Mask Preprocessing Methods (Native)
Updated: 01/18/2024
Some class names have been changed in Cubism 5 SDK or later.
See CHANGELOG for more information.
In order to maintain drawing speed on smartphones and other devices, the Live2D Cubism SDK for Native uses the “preprocessing method” in which all mask shapes are drawn in a single mask buffer at the beginning of the model drawing process.
In the general drawing method, the mask shape is drawn each time a Drawable that requires a mask is drawn (see figure).
This method would result in a relatively expensive process of switching render targets, clearing buffers, etc. each time the Drawable needs a mask.

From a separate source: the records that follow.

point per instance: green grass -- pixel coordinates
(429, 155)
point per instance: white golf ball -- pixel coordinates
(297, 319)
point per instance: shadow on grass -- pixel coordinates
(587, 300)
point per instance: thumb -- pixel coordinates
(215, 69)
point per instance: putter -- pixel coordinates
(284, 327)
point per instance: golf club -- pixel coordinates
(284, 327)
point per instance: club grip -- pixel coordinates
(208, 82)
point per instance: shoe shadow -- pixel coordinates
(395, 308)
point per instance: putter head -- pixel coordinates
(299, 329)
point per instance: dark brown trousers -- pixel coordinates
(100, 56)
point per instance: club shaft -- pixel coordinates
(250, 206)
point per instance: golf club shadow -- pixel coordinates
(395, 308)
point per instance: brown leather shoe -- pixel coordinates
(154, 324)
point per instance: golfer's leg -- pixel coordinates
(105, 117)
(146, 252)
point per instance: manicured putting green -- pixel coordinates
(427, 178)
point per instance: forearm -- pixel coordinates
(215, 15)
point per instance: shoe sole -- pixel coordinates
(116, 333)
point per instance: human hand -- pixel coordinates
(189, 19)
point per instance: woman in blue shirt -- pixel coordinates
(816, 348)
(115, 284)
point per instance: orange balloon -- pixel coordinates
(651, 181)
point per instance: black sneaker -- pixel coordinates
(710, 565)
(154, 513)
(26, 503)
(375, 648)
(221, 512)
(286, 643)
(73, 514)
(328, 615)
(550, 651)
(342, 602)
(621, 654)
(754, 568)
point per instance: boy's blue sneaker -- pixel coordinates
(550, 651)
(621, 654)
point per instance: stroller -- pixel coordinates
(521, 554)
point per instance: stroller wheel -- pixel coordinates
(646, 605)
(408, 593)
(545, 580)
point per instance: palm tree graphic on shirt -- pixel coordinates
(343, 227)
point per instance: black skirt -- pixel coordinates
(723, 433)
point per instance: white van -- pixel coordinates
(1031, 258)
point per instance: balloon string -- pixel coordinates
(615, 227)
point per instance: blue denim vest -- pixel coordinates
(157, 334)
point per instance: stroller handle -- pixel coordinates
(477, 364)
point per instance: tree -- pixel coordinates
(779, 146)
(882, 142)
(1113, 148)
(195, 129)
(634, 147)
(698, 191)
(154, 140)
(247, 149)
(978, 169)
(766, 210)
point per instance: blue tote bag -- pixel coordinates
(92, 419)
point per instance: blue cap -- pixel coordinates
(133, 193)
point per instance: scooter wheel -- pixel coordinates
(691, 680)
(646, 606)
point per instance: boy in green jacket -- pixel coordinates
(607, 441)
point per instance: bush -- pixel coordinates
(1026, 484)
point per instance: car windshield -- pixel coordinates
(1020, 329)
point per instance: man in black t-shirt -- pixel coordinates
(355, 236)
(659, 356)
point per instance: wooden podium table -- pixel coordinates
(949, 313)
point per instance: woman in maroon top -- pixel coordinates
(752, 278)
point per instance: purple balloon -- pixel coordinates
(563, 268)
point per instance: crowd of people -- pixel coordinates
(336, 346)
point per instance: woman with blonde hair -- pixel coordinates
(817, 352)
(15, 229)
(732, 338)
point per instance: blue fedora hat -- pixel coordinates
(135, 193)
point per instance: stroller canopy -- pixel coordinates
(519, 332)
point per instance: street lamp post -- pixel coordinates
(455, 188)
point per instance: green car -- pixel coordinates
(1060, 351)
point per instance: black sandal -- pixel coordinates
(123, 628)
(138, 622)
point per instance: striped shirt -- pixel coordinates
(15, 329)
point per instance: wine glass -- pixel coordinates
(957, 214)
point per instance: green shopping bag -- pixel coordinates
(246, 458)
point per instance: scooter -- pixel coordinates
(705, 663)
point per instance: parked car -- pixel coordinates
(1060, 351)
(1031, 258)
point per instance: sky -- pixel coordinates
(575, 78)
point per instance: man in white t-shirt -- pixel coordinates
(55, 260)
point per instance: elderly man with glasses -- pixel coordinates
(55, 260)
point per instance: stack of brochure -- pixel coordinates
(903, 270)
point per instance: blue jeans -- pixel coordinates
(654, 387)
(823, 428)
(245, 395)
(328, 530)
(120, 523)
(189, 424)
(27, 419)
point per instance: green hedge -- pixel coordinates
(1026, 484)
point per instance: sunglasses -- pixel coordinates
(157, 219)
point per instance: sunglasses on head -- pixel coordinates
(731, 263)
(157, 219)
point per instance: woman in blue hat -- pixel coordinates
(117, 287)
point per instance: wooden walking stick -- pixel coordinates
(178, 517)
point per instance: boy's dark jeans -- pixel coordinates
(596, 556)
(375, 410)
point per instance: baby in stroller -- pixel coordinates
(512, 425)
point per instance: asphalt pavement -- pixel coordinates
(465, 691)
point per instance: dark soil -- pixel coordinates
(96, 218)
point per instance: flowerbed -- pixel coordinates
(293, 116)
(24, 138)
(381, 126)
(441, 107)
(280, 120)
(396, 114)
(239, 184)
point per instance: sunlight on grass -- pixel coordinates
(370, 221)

This may cause slow rendering speeds on smartphones and other devices.
However, simply preparing masks in advance requires multiple mask buffers, which can overwhelm memory.
To solve this problem, the following processing can be performed on a single mask buffer to minimize memory usage while treating it as if multiple mask buffers were used.
Mask Integration
Since all masks are generated in advance, Drawables with the same mask specification can use the same mask image to reduce the number of masks to be generated.
This is done, in the CubismRenderer_OpenGLES2::Initialize function call, by the CubismClippingManager::Initialize function.
template <class T_ClippingContext, class T_OffscreenSurface> void CubismClippingManager<T_ClippingContext, T_OffscreenSurface>::Initialize(CubismModel& model, const csmInt32 maskBufferCount) { _renderTextureCount = maskBufferCount; // Setting of the clear flag for render textures for (csmInt32 i = 0; i < _renderTextureCount; ++i) { _clearedMaskBufferFlags.PushBack(false); } // Register all drawable objects that use clipping masks // Clipping masks should normally be used only for a few pieces for (csmInt32 i = 0; i < model.GetDrawableCount(); i++) { if (model.GetDrawableMaskCounts()[i] <= 0) { // ArtMeshes without clipping masks (often not used) _clippingContextListForDraw.PushBack(NULL); continue; } // Check if it is the same as an already existing ClipContext T_ClippingContext* cc = FindSameClip(model.GetDrawableMasks()[i], model.GetDrawableMaskCounts()[i]); if (cc == NULL) { // Generate if the same mask does not exist. cc = CSM_NEW T_ClippingContext(this, model, model.GetDrawableMasks()[i], model.GetDrawableMaskCounts()[i]); _clippingContextListForMask.PushBack(cc); } cc->AddClippedDrawable(i); _clippingContextListForDraw.PushBack(cc); } }
Use of Multiple Mask Textures
In Cubism SDK for Native R6 beta1 or later, you can optionally use multiple textures for masks.
Therefore, even if a model is set with more masks than the maximum number of masks (36) that existed up to R5, the model will be displayed correctly in the SDK.
However, if two or more mask textures are used, the maximum number of masks generated for each mask texture is 32.
(The maximum number of masks is 36 when only one mask is used. Details are described below.)
If two mask textures are used, the maximum number of masks that can be used is 32 × 2, or 64.
The settings for using multiple textures for masks are as follows.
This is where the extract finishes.